Nous pouvons voir théorisé et formulé très tôt, chez Xénocrate — considéré, faute de sources plus anciennes, comme le premier théoricien de l’art — le primat de la représentation du mouvement dans la peinture grecque ; je ne doute pas qu’il ait pu être formulé avant car je le crois consubstantiel non pas à la présence des figures — dont je fais moins cas qu’au désir de s’en entourer et de les entourer, elles, de champs hétérogènes mais toujours plastiques — mais à la production des images et à sa temporalité .
Que fait Xénocrate ? : il place le rythmos , l’aptitude à simuler le mouvement, parmi les quatre critères d’excellence picturale. Mais il ne dissocie pas cette aptitude — comment pourrait-il le faire ? — de l’acuité particulière qui le fait percevoir, c’est-à-dire, surtout, le fait comprendre.
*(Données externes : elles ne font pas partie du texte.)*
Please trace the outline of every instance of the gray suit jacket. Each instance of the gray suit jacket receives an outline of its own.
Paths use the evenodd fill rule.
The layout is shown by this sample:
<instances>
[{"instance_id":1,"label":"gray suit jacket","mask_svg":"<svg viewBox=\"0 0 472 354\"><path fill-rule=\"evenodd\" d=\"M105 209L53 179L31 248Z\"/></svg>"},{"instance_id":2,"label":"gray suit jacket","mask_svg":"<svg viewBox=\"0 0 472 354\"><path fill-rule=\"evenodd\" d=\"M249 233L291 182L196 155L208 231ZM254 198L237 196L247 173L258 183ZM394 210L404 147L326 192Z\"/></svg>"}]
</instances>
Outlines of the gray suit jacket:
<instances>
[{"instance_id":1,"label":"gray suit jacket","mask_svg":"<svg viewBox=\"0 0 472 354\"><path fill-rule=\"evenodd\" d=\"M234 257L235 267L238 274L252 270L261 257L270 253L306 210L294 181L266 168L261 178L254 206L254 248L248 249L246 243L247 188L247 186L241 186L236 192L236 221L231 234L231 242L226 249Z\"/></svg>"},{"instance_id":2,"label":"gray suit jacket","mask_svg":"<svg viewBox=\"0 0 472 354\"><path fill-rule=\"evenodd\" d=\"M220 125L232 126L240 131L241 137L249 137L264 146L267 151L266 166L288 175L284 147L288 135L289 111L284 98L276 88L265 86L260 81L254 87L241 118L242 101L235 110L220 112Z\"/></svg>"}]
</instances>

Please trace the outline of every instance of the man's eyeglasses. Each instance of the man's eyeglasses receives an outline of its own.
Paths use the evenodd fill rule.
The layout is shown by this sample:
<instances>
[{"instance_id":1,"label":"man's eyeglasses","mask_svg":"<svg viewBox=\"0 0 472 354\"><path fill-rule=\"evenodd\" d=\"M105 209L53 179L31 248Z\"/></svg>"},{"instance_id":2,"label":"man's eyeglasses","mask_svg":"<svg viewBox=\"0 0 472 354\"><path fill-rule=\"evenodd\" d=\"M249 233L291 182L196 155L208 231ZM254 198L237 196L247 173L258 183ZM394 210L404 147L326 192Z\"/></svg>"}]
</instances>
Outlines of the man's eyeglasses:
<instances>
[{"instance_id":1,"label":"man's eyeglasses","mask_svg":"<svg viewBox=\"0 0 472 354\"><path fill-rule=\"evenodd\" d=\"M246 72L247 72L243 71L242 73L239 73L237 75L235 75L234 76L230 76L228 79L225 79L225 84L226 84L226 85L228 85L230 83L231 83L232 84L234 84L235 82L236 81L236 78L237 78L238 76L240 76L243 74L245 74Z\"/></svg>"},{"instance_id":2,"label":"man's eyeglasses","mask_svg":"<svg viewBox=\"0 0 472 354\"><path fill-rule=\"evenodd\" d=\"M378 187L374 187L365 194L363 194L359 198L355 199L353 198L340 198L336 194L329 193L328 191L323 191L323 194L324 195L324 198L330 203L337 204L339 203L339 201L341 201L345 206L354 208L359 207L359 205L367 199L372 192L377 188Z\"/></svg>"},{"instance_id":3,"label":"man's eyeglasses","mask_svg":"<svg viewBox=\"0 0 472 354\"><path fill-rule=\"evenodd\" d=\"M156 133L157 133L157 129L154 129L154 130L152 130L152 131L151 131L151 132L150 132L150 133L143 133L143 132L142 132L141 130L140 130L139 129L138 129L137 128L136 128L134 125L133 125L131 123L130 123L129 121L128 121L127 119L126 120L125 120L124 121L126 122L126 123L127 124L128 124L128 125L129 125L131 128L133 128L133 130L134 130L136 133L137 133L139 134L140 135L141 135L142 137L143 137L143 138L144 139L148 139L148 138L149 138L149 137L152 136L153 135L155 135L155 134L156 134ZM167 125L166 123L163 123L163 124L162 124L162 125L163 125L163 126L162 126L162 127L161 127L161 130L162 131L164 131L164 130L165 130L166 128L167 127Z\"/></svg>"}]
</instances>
Ce n’est pas un problème sensible : c’est bien au-delà de la simple adéquation à un monde de faits et de règles qu’il faut saisir dans leur donné, c’est un problème d’aptitude à poser un rapport théorique au monde.
Xénocrate charpente son quadrilatère technique et éthique avec trois autres qualités fondamentales à ses yeux : l’acribeia — l’exactitude du trait —, la mimesis — la proximité imitative de son modèle, de son référent, de son prototype —, la symmetria — l’art des proportions. Mais le rythmos est moins une catégorie supplémentaire aux trois autres qu’elle n’en est une des composantes obligées : elle se compose avec eux. Pour comprendre ce maillage problématique, observons-le à travers la peinture de Botticelli pour qui l’attrait des paradigmes antiques est à la fois tutélaire et spéculatif (spéculatif parce que l’autorité historique fonde son rapport à la théorie) (8).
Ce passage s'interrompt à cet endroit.